Броненосец «Анюта» | страница 38



Что касается ветра, то шансов на то, чтобы он задул в ближайшие дни, было очень мало. Но еще меньше было оснований рассчитывать на случайную встречу в этих отдаленных местах с каким-нибудь советским кораблем. Словом, было от чего впасть в отчаяние даже менее усталым и измученным людям, нежели тем, кто составлял экипаж крохотного дырявого суденышка.

Теперь, в долгие часы вынужденного бездействия, с удесятеренной силой стали давать себя чувствовать голод и усталость и особенно жажда, которую нищенские рационы воды, казалось, даже усиливали. Чудовищная вялость расслабляла мышцы и волю, клонила ко сну, к бездействию. Стоило только поддаться, и исчезала последняя надежда на спасение.

Бывает у людей такое состояние, когда их охватывают безразличие и равнодушие ко всему, что совсем недавно еще их волновало, ко всему, что они любили, ко всему, что было им дорого и о чем мечтали в перерывах между боями. Но и в такие тяжелые минуты человек стряхивает с себя апатию, стоит ему только вспомнить о воинском долге. Пока человек чувствует себя солдатом, он деятелен, он выполняет то, что ему полагается делать, и это придает ему новые силы для преодоления самых трудных и, казалось бы, непреодолимых препятствий.

Солнце уже касалось нижним своим краем горизонта, когда к безмолвно лежавшему Вернивечеру подошел Аклеев.

— Пить хочешь? — шепотом осведомился он.

Конечно, Вернивечеру совершенно нестерпимо хотелось пить, но в, место прямого ответа он прошептал:

— А вы сами? Почему вы сами с Кутовым не пьете?

— А с чего ты взял, что мы не пьем? Мы уже пили.

Аклеев дал ему хлебнуть воды и снова зашептал:

— Ты как, в случае чего, сесть можешь?

— Смогу… если потребуется, — ответил несколько удивленный Вернивечер.

— Тогда надевай бескозырку, потому что сейчас будет спуск флага, — сказал Аклеев и испытующе глянул на Вернивечера.

Вернивечер отнесся к его словам с подобающей серьезностью, и обрадованный Аклеев поспешил на корму. Вскоре оттуда донесся его осипший голос:

— На флаг, смирно!

Вернивечер приподнялся, сел и застыл, повернув голову s ту сторону, где сквозь раскрытые двери каюты виднелся на оранжевой стене заката простенький флаг, белый с голубой полосой, красной звездочкой и серпом и молотом.

На корме Аклеев и Кутовой приняли по команде стойку «смирно».

В эту минуту на всех кораблях Черноморского флота — на линкоре и на катерах, на подлодках и мотоботах, на крейсерах и тральщиках, на эсминцах и сторожевиках — происходила торжественная церемония спуска флага.
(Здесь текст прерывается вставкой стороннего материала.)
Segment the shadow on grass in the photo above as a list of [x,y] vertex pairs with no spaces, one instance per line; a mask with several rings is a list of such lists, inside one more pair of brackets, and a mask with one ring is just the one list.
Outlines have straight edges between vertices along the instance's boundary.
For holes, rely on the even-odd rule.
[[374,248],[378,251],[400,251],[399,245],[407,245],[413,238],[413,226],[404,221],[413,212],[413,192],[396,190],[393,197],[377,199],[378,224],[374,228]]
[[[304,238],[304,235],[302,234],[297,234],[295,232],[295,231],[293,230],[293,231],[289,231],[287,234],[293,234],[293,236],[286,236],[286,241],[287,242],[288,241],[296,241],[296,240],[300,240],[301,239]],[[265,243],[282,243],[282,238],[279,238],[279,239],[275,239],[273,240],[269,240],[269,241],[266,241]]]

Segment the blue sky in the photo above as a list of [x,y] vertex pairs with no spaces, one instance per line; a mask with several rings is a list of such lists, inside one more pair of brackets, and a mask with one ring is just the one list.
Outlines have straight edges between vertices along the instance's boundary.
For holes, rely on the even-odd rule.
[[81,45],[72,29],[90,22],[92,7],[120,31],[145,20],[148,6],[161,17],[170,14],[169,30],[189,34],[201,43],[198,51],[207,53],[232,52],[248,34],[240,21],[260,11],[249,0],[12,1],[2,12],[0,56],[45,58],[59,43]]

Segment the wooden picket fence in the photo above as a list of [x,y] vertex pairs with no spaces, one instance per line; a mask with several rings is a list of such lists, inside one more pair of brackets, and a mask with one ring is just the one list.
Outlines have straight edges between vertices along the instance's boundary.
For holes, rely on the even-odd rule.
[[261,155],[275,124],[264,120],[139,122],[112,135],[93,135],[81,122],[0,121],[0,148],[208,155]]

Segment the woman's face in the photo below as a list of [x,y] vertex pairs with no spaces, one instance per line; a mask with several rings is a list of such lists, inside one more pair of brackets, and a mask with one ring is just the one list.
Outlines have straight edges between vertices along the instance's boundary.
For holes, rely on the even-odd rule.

В теплых кавказских сумерках звенели голоса вахтенных командиров, краснофлотцы, старшины и командиры замирали на том месте, где их заставала команда. Горнисты стояли на юте, готовые заиграть, лишь только прозвучат слова: «Флаг, гюйс спустить!». Они будут играть, пока флаги и гюйсы, ласково треплемые легким вечерним бризом, будут медленно скользить вниз по фалам, чтобы быть снова поднятыми утром следующего дня. Есть в этой ежедневно повторяемой церемонии, старой, как флот, что-то всегда волнующее, бодрящее, гордое, наполняющее сердце военного моряка чудесным ощущением величия и силы грозного и нерушимого морского братства, умного и сложного единства флота.